Any good physician will make certain your physical exam includes at least three components. First, the doctor will want you to have thorough lab work. Second, all exams include a comprehensive look at your physical body. Third, the physician will ask you a series of questions that would lead him or her to know more about your overall physical and emotional health.
In my work with churches across America, I often ask a series of questions that help me assist the church to become more evangelistically focused. Recently, I took time to write down the questions I ask most often. Look at these 10 questions to get at least some hints of the evangelistic health of your own church.
1. Are members more concerned about the lost than their own preferences and comfort? Listen to how church members talk to understand what their true priorities are.
2. Is the church led to pray for lost persons? Most churches are pretty good about praying for those who have physical needs. But do they pray for those who have the greatest spiritual need, a relationship with Jesus Christ?

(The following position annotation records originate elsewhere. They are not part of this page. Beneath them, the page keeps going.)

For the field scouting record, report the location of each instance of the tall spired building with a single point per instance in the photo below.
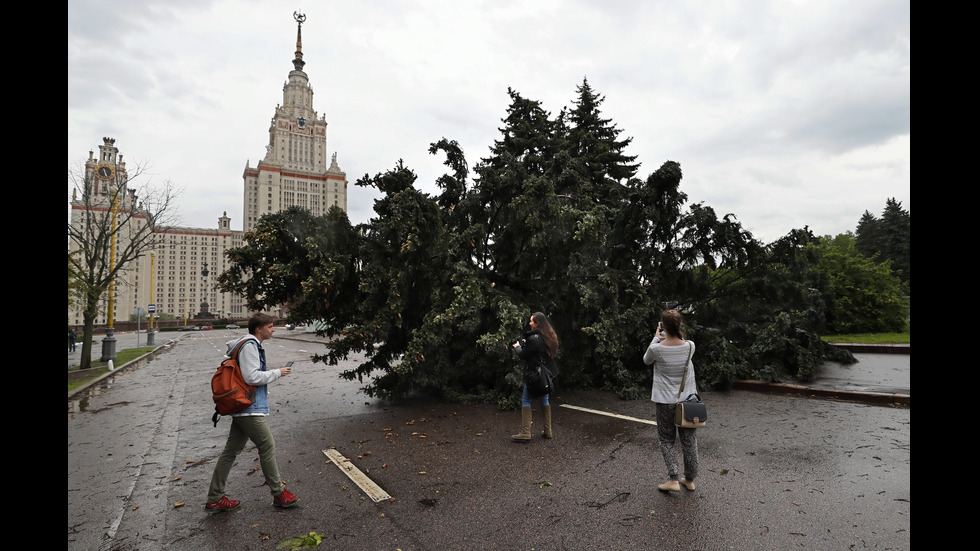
(295, 170)
(185, 262)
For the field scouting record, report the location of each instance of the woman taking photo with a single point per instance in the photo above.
(538, 348)
(672, 358)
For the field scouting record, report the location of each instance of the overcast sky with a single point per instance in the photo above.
(785, 113)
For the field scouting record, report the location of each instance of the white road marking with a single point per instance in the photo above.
(366, 485)
(606, 413)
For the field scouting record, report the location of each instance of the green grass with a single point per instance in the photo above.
(77, 378)
(872, 338)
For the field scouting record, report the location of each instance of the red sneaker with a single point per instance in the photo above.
(285, 499)
(223, 504)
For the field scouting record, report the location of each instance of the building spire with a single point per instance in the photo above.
(298, 62)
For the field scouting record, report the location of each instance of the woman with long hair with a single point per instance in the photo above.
(671, 355)
(538, 348)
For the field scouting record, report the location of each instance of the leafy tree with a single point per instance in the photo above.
(303, 262)
(866, 296)
(435, 288)
(111, 216)
(889, 237)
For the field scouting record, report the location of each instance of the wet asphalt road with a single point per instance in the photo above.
(777, 472)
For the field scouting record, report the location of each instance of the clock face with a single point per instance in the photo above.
(105, 172)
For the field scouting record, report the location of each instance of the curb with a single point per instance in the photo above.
(136, 362)
(870, 398)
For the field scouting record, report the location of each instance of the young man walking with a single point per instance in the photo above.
(249, 424)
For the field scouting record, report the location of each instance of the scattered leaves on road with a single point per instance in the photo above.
(309, 541)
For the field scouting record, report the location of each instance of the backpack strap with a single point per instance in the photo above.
(234, 356)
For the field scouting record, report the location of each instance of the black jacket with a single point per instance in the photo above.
(534, 353)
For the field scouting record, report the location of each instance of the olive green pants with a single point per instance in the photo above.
(243, 429)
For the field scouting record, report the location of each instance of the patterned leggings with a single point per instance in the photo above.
(667, 433)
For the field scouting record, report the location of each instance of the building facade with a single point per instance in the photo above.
(179, 274)
(295, 170)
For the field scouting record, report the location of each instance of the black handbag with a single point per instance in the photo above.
(539, 381)
(691, 413)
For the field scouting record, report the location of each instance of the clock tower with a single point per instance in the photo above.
(295, 170)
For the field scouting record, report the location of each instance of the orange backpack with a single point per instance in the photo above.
(229, 390)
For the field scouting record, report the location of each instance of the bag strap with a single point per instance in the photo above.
(690, 350)
(234, 356)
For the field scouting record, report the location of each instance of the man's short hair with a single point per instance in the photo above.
(259, 320)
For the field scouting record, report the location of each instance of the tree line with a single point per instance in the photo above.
(434, 287)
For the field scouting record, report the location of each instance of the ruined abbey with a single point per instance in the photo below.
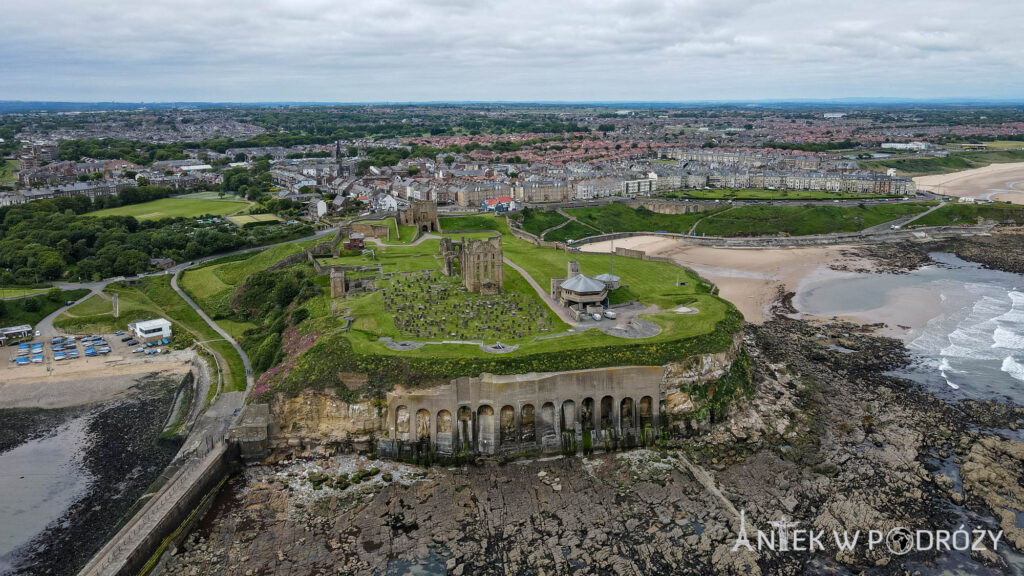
(479, 263)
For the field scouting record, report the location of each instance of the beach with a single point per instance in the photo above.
(87, 380)
(750, 278)
(1001, 182)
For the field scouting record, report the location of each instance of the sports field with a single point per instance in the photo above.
(244, 219)
(174, 208)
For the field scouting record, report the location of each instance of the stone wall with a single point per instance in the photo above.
(509, 414)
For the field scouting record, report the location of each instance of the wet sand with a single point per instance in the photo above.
(751, 279)
(998, 181)
(86, 380)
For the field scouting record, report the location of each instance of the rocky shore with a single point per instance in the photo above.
(828, 441)
(123, 458)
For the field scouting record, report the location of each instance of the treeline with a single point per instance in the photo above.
(814, 147)
(56, 239)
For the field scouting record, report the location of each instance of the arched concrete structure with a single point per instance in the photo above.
(527, 424)
(495, 414)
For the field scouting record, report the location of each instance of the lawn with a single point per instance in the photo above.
(8, 292)
(752, 194)
(32, 310)
(7, 168)
(620, 217)
(802, 220)
(955, 214)
(174, 208)
(536, 221)
(471, 222)
(243, 219)
(571, 231)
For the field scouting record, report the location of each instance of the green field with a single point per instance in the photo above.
(953, 163)
(536, 221)
(154, 297)
(571, 231)
(754, 194)
(243, 219)
(802, 220)
(8, 292)
(174, 208)
(956, 214)
(620, 217)
(32, 310)
(7, 168)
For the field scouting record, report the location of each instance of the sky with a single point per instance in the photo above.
(525, 50)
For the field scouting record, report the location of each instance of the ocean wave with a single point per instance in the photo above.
(1007, 338)
(1014, 368)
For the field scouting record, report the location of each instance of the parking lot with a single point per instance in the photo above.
(71, 348)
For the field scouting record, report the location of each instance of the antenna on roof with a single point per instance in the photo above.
(611, 258)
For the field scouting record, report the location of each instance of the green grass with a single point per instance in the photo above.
(14, 313)
(154, 297)
(471, 222)
(8, 292)
(536, 221)
(7, 168)
(620, 217)
(571, 231)
(953, 163)
(753, 194)
(244, 219)
(174, 208)
(955, 214)
(802, 220)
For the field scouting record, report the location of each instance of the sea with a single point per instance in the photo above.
(963, 324)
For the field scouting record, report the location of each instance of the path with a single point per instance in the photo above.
(921, 215)
(555, 306)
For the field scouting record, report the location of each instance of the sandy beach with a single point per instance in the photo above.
(1000, 182)
(751, 279)
(82, 381)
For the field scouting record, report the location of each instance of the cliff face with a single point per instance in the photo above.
(321, 416)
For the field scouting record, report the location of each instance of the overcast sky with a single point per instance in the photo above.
(417, 50)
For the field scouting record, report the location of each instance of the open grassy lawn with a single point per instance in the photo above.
(752, 194)
(802, 220)
(32, 310)
(571, 231)
(955, 214)
(620, 217)
(953, 163)
(472, 222)
(7, 292)
(536, 221)
(154, 297)
(243, 219)
(174, 208)
(217, 279)
(7, 168)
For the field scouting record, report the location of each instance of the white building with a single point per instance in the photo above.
(151, 330)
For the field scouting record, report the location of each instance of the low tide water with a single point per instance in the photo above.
(964, 324)
(41, 479)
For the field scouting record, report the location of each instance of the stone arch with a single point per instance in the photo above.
(443, 422)
(486, 427)
(627, 416)
(568, 416)
(607, 413)
(646, 411)
(546, 425)
(401, 421)
(587, 414)
(422, 423)
(527, 425)
(507, 424)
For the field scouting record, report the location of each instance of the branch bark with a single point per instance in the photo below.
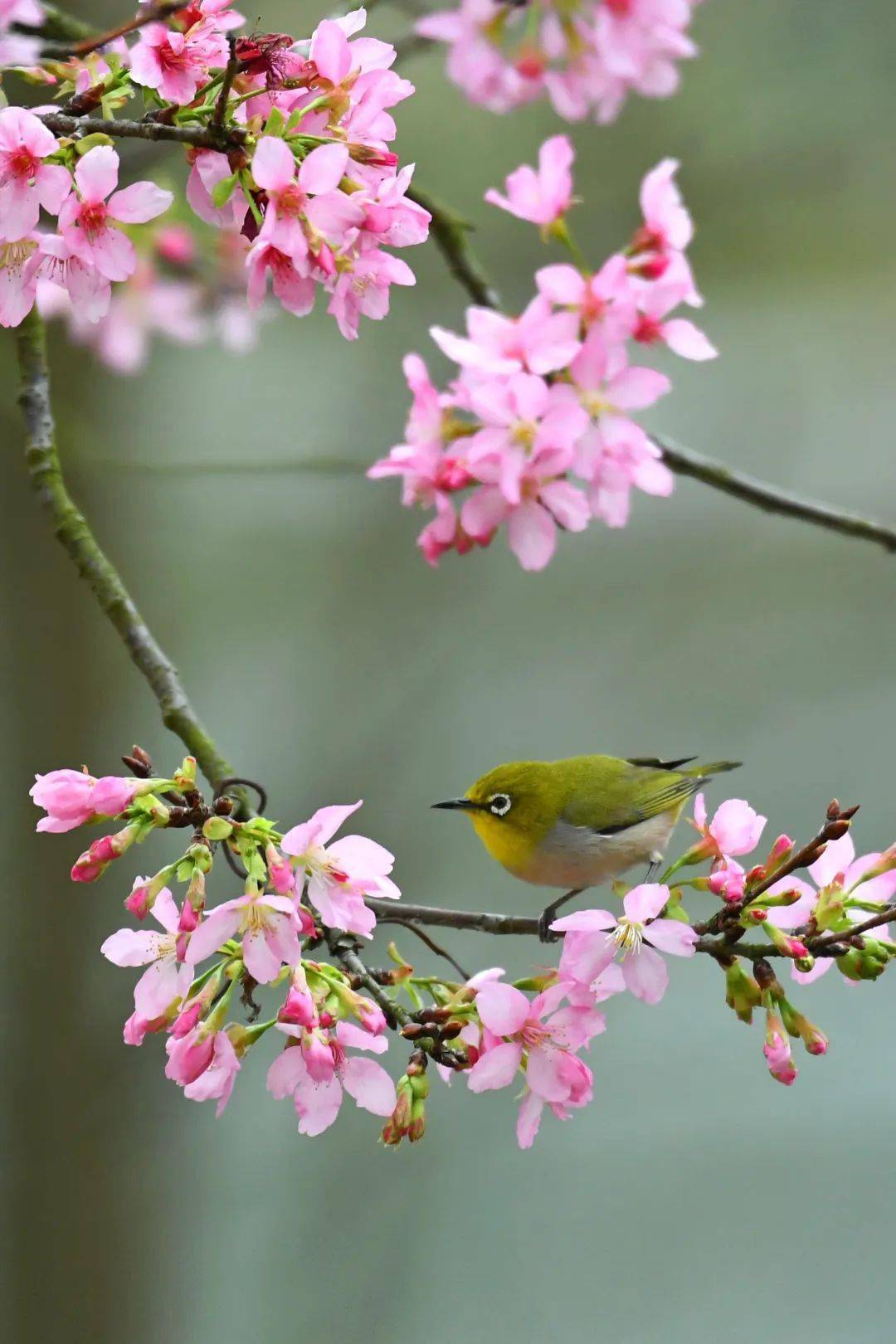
(201, 138)
(95, 566)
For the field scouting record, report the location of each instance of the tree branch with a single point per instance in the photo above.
(449, 234)
(210, 138)
(73, 531)
(772, 499)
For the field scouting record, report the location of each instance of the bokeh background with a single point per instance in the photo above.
(694, 1198)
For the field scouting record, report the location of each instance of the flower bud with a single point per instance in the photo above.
(218, 828)
(777, 1051)
(742, 991)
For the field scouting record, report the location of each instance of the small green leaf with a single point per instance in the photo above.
(222, 191)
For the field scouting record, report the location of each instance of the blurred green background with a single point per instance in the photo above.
(694, 1199)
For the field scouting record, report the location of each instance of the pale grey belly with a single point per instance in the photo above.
(574, 856)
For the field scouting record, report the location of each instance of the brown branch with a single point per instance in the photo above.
(772, 499)
(152, 14)
(344, 947)
(201, 138)
(95, 566)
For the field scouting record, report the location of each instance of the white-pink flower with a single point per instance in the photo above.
(638, 936)
(88, 221)
(540, 340)
(317, 1088)
(168, 975)
(178, 63)
(269, 926)
(535, 1038)
(27, 183)
(71, 797)
(733, 830)
(540, 195)
(203, 1064)
(342, 874)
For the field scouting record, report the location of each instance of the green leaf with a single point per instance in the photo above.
(222, 191)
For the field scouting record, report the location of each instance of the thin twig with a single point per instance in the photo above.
(151, 14)
(430, 942)
(344, 947)
(772, 499)
(227, 84)
(201, 138)
(73, 531)
(449, 233)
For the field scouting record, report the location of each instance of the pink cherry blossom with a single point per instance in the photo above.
(539, 340)
(535, 1040)
(269, 929)
(342, 874)
(168, 975)
(640, 936)
(364, 290)
(27, 184)
(319, 1081)
(839, 874)
(71, 797)
(650, 325)
(733, 830)
(178, 63)
(89, 221)
(540, 195)
(203, 1064)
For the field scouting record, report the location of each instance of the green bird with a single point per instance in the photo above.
(583, 821)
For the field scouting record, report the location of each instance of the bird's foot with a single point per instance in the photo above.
(546, 919)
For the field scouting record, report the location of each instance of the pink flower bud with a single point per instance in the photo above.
(299, 1008)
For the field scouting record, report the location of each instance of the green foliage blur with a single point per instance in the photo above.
(694, 1199)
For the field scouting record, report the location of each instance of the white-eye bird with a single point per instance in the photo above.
(581, 821)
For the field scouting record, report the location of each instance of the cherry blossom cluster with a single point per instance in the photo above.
(536, 431)
(304, 188)
(304, 890)
(585, 56)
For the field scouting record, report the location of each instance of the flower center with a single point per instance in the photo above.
(627, 936)
(93, 218)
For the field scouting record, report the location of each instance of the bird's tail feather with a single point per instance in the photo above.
(709, 767)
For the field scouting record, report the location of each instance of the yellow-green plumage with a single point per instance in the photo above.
(579, 821)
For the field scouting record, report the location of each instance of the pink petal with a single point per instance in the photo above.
(324, 168)
(139, 203)
(331, 51)
(261, 962)
(130, 947)
(212, 932)
(273, 164)
(160, 986)
(672, 936)
(688, 340)
(501, 1008)
(835, 859)
(285, 1073)
(497, 1068)
(533, 535)
(645, 975)
(97, 173)
(317, 1105)
(544, 1073)
(645, 902)
(370, 1085)
(528, 1120)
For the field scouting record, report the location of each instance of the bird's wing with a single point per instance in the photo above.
(657, 763)
(624, 796)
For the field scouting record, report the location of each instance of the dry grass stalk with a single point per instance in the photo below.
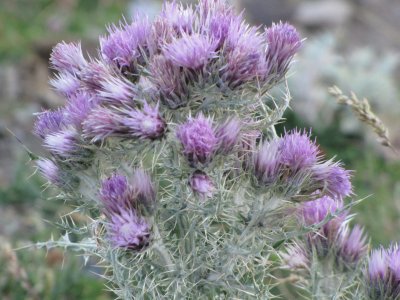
(363, 111)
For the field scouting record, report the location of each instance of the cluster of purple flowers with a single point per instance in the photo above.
(383, 273)
(201, 140)
(333, 237)
(144, 69)
(294, 164)
(125, 206)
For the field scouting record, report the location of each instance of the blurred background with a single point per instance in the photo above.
(354, 44)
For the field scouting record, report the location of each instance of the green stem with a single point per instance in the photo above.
(163, 251)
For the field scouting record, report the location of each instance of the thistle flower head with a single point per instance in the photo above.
(266, 162)
(122, 45)
(102, 123)
(64, 143)
(145, 123)
(383, 273)
(244, 56)
(66, 84)
(49, 122)
(169, 81)
(67, 57)
(201, 184)
(116, 194)
(332, 178)
(228, 134)
(352, 245)
(78, 108)
(283, 43)
(377, 266)
(116, 90)
(198, 139)
(129, 231)
(190, 51)
(179, 18)
(298, 152)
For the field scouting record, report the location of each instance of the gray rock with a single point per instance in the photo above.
(323, 13)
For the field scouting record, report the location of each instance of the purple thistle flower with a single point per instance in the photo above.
(50, 171)
(244, 56)
(378, 266)
(127, 123)
(283, 43)
(116, 90)
(128, 230)
(143, 189)
(102, 123)
(228, 134)
(296, 257)
(67, 57)
(198, 139)
(266, 163)
(116, 195)
(332, 179)
(123, 44)
(352, 245)
(169, 81)
(66, 84)
(383, 273)
(190, 51)
(298, 152)
(146, 123)
(63, 143)
(78, 108)
(201, 184)
(315, 212)
(180, 19)
(48, 122)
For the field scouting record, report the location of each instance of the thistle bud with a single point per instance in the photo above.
(66, 84)
(245, 60)
(78, 108)
(64, 143)
(198, 139)
(116, 194)
(383, 273)
(297, 150)
(129, 231)
(332, 178)
(190, 51)
(283, 43)
(145, 123)
(49, 122)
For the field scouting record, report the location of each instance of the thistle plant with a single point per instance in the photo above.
(167, 143)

3. Are the members of the church open to reaching people who don't look or act like them? The Gospel breaks all racial, ethnic and language barriers. Do the members seek to reach others? Do they rejoice when these people become a part of the church?
4. Do conflicts and critics zap the evangelistic energy of the church? An evangelistic church is a united church. A divided church is rarely evangelistic.
5. Do small groups and Sunday school classes seek to reach lost persons within their groups? Sunday school was once one of the most effective evangelistic tools in the church. Are the groups in your church evangelistic?
6. Is the leadership of the church evangelistic? The congregation will follow and emulate the priorities of the church leadership.
7. Do the sermons regularly communicate the Gospel? They may not be evangelistic sermons in the classic sense, but all sermons should point people to Jesus.
8. Are there ministries in the church that encourage members to be involved in evangelistic outreach and lifestyle? You may be surprised to find how many members become evangelistic with a modest amount of training and equipping.
9. Have programs become ends in themselves rather than means to reach people? Perhaps a total ministry and program audit is in order.
10. Is there any process of accountability for members to be more evangelistic? That which is rewarded and expected becomes the priority of the congregation.
After their imprisonment for sharing the Gospel with others, Peter and John appeared before the Sanhedrin who demanded their silence. Listen to how the two Apostles, with their lives on the line, responded to their accusers: “But Peter and John answered them, ‘Whether it's right in the sight of God for us to listen to you rather than to God, you decide; for we are unable to stop speaking about what we have seen and heard’ ” (Acts 4:19-20, HCSB).
I pray more and more of our church members have the heart and attitude exemplified by Peter and John. May we be so motivated to share the Gospel that we are unable to stop speaking about what we have seen and heard.
How would you assess the evangelistic health of your church? What questions would you ask for a good diagnosis?